Entre el tumulto y los gritos, ciega de fundamentalismo, frenética, la gente quema libros, revistas y diarios, pisotea las cenizas, canta sobre los restos, amenaza, impreca. Quedan las “letras del humo”, el testimonio silencioso y acusador de que hay quienes son capaces de volver, sin reparo y sin temor, a los tiempos de las quemas.
El fuego, en estos casos, es la insignia de la intolerancia. Es la advertencia, la anticipación de la condena. Es la radical afirmación de que no caben más ideas que aquellas por las que se incendia el papel, y por las que se repiten estribillos y consignas. Es la evidencia estremecedora de que no hay más pensamiento, ni debates, ni desacuerdos: hay la coincidencia de los oportunistas, o el silencio de los temerosos. A partir de las hogueras, lo que queda es la “unanimidad” soldada por las cenizas. Queda la paz de los cementerios. Y la desolación del miedo.

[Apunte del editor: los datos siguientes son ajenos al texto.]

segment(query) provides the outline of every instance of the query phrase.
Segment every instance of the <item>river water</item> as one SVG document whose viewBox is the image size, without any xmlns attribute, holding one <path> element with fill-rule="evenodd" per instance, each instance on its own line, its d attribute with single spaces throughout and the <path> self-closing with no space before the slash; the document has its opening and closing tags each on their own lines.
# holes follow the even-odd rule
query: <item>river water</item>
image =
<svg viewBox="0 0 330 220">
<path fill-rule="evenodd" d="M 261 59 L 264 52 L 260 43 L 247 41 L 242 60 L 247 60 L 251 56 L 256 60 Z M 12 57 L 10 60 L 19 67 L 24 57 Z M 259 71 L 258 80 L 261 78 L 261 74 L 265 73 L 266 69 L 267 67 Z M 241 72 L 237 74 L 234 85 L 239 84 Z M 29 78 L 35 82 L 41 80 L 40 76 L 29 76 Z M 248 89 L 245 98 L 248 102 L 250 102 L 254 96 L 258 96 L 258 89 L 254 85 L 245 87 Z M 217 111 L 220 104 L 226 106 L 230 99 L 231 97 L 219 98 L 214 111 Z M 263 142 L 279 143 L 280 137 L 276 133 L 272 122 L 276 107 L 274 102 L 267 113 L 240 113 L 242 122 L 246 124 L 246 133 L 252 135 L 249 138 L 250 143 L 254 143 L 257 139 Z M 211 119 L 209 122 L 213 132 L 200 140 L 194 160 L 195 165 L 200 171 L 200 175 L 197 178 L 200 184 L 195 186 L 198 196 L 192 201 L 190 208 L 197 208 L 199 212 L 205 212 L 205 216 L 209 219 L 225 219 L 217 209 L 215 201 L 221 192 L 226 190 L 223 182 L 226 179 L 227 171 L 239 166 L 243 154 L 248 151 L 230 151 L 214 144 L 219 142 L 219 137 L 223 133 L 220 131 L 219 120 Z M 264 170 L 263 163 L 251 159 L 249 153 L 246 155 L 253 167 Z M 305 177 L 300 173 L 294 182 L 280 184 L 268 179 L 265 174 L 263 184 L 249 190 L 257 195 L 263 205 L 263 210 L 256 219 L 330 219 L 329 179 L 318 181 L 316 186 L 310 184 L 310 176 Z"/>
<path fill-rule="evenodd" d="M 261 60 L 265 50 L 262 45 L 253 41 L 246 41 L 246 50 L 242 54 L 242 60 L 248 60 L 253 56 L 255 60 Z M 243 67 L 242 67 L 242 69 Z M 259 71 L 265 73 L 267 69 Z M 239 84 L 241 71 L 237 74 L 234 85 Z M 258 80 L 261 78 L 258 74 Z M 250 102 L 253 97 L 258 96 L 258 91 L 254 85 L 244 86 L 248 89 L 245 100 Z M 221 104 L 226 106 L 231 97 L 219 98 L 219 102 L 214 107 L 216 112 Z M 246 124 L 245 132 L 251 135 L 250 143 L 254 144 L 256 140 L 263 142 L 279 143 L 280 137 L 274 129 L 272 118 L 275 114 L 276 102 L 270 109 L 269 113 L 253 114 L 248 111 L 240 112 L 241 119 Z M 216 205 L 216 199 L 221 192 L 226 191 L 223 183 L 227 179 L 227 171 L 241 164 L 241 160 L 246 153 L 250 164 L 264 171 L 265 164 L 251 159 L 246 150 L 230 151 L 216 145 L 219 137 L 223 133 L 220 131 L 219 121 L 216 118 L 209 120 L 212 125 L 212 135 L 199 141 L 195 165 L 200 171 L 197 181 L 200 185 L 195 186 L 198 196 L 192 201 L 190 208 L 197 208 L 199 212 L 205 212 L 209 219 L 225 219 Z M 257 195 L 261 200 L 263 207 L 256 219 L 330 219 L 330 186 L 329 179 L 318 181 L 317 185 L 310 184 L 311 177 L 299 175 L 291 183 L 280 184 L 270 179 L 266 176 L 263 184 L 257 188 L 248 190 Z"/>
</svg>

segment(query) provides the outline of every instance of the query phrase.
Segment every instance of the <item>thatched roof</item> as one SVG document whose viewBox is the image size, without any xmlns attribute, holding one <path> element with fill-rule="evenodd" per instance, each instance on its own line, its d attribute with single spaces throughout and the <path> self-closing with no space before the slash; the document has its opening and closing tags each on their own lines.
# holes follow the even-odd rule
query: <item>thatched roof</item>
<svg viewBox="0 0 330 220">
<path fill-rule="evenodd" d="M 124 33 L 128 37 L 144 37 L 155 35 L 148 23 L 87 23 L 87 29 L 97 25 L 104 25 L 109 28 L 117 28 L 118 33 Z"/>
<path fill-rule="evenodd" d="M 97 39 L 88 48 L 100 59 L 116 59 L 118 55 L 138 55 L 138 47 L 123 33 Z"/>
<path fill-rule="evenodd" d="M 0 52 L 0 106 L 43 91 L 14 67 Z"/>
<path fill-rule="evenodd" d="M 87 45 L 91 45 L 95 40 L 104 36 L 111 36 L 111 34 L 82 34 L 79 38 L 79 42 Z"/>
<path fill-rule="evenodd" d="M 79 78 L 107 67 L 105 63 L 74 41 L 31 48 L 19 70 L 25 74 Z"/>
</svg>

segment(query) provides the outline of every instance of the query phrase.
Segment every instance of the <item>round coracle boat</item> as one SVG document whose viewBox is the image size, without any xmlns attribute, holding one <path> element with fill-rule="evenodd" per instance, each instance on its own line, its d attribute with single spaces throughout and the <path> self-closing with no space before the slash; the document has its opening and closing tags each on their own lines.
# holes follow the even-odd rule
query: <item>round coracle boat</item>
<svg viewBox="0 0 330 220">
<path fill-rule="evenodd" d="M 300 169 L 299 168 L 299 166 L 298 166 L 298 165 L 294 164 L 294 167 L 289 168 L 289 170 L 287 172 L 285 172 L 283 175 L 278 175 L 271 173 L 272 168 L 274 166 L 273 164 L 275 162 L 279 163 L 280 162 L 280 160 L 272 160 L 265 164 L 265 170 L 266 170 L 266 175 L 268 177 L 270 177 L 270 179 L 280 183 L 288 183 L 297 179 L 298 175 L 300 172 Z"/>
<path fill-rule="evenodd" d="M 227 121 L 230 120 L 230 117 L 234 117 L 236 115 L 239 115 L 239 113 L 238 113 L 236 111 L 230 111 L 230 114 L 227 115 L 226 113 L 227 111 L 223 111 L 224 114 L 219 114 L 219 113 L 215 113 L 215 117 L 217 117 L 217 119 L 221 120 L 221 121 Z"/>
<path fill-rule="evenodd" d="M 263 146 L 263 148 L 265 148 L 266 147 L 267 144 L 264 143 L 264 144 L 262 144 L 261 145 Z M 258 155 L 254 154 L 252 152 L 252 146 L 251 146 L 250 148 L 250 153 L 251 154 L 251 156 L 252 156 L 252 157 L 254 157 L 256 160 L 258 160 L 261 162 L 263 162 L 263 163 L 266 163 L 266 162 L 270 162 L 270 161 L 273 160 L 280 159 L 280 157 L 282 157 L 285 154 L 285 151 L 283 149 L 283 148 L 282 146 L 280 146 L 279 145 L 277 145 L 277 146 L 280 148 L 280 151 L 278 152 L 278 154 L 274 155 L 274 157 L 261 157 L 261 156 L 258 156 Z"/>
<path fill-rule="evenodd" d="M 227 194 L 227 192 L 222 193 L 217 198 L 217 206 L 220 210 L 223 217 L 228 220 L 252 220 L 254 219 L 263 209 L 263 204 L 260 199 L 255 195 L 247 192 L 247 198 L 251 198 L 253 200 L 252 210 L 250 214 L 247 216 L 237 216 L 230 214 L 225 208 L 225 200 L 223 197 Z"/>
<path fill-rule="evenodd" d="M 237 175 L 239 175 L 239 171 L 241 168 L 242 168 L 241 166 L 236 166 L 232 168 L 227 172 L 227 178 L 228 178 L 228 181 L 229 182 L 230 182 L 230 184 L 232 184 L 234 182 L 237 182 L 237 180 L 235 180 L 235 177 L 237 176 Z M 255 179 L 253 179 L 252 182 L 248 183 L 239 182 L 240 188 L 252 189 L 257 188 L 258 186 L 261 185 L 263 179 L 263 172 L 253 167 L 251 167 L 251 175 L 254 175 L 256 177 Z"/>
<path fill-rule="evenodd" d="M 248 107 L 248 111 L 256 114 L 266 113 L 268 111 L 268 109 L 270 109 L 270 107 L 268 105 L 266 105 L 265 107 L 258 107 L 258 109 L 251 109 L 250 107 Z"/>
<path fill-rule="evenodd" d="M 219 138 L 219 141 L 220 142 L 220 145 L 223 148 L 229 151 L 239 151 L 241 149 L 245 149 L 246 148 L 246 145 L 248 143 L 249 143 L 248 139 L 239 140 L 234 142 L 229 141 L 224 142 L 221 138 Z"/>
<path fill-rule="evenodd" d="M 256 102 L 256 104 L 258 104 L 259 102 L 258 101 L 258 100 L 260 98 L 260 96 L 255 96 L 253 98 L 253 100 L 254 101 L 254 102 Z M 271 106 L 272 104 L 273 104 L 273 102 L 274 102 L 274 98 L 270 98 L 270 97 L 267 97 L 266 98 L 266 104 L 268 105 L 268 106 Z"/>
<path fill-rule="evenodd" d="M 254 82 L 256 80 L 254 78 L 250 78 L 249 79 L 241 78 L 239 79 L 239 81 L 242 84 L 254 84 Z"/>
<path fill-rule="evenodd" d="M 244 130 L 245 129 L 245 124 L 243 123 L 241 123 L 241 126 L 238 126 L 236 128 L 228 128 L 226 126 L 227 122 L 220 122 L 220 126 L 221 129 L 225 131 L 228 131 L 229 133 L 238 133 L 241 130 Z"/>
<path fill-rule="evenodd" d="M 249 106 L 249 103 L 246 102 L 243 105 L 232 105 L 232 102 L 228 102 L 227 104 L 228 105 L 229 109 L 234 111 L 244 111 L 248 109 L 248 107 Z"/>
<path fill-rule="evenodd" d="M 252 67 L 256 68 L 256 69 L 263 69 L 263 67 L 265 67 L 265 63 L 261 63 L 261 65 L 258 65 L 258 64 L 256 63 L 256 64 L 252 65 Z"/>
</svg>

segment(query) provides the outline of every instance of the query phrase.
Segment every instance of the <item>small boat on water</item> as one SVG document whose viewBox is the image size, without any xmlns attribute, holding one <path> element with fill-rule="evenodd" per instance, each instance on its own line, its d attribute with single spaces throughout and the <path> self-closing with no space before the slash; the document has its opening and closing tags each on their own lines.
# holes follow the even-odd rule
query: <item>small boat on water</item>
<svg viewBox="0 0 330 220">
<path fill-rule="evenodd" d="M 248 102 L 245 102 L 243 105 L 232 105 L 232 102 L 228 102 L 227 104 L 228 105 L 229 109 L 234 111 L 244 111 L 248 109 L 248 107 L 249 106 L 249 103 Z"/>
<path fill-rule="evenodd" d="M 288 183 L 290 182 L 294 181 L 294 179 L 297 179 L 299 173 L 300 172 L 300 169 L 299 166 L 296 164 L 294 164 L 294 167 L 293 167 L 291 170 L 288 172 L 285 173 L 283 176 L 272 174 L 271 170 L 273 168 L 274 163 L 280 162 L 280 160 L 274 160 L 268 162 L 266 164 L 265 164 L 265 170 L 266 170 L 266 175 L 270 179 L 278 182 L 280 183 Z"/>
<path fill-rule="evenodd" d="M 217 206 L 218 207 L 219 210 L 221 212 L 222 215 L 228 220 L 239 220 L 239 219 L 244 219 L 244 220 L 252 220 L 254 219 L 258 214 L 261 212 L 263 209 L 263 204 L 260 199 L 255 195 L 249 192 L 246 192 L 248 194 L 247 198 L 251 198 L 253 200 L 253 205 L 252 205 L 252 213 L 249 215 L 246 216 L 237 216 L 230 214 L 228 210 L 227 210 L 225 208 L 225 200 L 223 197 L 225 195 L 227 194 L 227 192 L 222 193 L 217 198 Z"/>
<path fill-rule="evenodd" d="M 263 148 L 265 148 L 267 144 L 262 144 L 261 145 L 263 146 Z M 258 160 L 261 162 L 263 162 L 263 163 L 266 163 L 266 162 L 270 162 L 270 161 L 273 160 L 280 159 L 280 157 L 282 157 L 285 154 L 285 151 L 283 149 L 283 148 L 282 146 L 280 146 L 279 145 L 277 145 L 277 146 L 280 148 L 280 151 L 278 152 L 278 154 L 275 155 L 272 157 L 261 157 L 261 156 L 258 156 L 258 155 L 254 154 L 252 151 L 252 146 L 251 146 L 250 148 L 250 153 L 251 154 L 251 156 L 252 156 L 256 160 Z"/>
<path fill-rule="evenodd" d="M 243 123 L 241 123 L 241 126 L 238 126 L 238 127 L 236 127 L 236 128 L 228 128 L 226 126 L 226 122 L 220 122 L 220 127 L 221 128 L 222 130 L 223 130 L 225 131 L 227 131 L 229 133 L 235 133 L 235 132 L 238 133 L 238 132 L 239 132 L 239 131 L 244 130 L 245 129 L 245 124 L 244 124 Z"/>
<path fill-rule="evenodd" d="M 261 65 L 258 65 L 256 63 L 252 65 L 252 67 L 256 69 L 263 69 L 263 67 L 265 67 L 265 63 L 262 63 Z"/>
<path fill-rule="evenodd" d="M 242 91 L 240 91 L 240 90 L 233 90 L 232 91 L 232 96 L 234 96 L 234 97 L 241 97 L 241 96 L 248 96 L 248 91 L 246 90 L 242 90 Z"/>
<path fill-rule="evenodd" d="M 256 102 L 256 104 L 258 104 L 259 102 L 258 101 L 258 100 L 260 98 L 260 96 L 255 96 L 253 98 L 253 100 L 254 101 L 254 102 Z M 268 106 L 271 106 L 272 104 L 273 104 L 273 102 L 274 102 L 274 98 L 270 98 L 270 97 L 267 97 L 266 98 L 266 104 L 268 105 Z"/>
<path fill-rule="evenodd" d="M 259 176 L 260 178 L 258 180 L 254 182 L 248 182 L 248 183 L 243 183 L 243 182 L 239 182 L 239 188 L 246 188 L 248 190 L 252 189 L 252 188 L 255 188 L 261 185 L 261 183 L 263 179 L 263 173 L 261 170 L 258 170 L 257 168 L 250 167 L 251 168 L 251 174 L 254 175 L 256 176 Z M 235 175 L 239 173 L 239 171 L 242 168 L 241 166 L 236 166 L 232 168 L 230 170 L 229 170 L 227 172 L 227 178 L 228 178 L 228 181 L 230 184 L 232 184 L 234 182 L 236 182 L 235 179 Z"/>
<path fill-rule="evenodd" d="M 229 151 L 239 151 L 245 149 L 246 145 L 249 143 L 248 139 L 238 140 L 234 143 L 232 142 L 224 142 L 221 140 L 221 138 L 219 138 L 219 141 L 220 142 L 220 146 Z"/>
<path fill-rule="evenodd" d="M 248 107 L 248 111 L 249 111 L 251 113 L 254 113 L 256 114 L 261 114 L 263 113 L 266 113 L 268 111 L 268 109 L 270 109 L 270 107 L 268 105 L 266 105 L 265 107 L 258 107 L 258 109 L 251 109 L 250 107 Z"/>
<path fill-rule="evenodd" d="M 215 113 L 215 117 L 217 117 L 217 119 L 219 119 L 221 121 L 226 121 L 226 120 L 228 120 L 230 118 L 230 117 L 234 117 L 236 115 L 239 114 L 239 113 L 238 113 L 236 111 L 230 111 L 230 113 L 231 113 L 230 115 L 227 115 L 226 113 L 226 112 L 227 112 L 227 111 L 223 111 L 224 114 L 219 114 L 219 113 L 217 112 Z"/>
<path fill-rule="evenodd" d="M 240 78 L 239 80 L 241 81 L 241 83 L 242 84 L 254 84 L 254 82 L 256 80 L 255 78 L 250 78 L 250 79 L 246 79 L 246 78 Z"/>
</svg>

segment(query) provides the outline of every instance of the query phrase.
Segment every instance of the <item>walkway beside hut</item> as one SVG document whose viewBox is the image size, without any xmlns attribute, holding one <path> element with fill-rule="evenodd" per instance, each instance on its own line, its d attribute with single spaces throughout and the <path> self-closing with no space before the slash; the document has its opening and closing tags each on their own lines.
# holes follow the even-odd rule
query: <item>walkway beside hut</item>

Como alguien decía, las “letras del humo”, las cenizas, no sirven para lo que los fanáticos pretenden –matar las ideas y asustar a los que piensan-, sirven para conmemorar la memoria de la vergüenza, para marcar episodios desafortunados. Las letras del humo sirven para afirmar el pensamiento que se quema. Las “letras del humo”, mejor que las impresas, suelen meterse en el alma de los conscientes, los tolerantes y los sensibles.
Ha habido quemas de libros y de diarios que han marcado la historia de la intolerancia. El 10 de mayo de 1933, los universitarios alemanes, obnubilados por las prédicas de Joseph Goebbels, quemaron 25 000 libros “contrarios al espíritu y a la culturas alemanas”. Fue el primer episodio que marcó el negro período de censura y control estatal de la vida. Paradójicamente, entre los textos destruidos por la multitud, estuvieron los del poeta judío-alemán del siglo XIX, Heinrich Heine, que escribió en Almanzor, su obra de teatro de 1820-1821, la admonición famosa: “Ahí donde se queman libros se acaba quemando también seres humanos”. Entre 1976 y 1977, los militares argentinos quemaron las bibliotecas de Córdoba y Rosario. La excusa: que contenían textos subversivos y contrarios al “proyecto nacional”. Quemaron periódicos y revistas y encarcelaron a bibliotecarios y periodistas. Las letras del humo, sin embargo, sobrevivieron, entre ellas, los poemas de Neruda y las novelas de García Márquez.
Siempre ha sido mal presagio el de las quemas, porque significa que el fundamentalismo ha penetrado en la sociedad, que las ideas diferentes son pecado, que el debate no tiene cabida. Que la prohibición y la censura son las reglas a las que adhiere la gente, y que la gente común es capaz de semejantes actos. Que los diarios y los libros son malos, que los escritores son seres sospechosos. Mal presagio, pero acto inútil que revierte contra los que atizan las llamas, porque “las ideas del humo” quedan, condenan y señalan.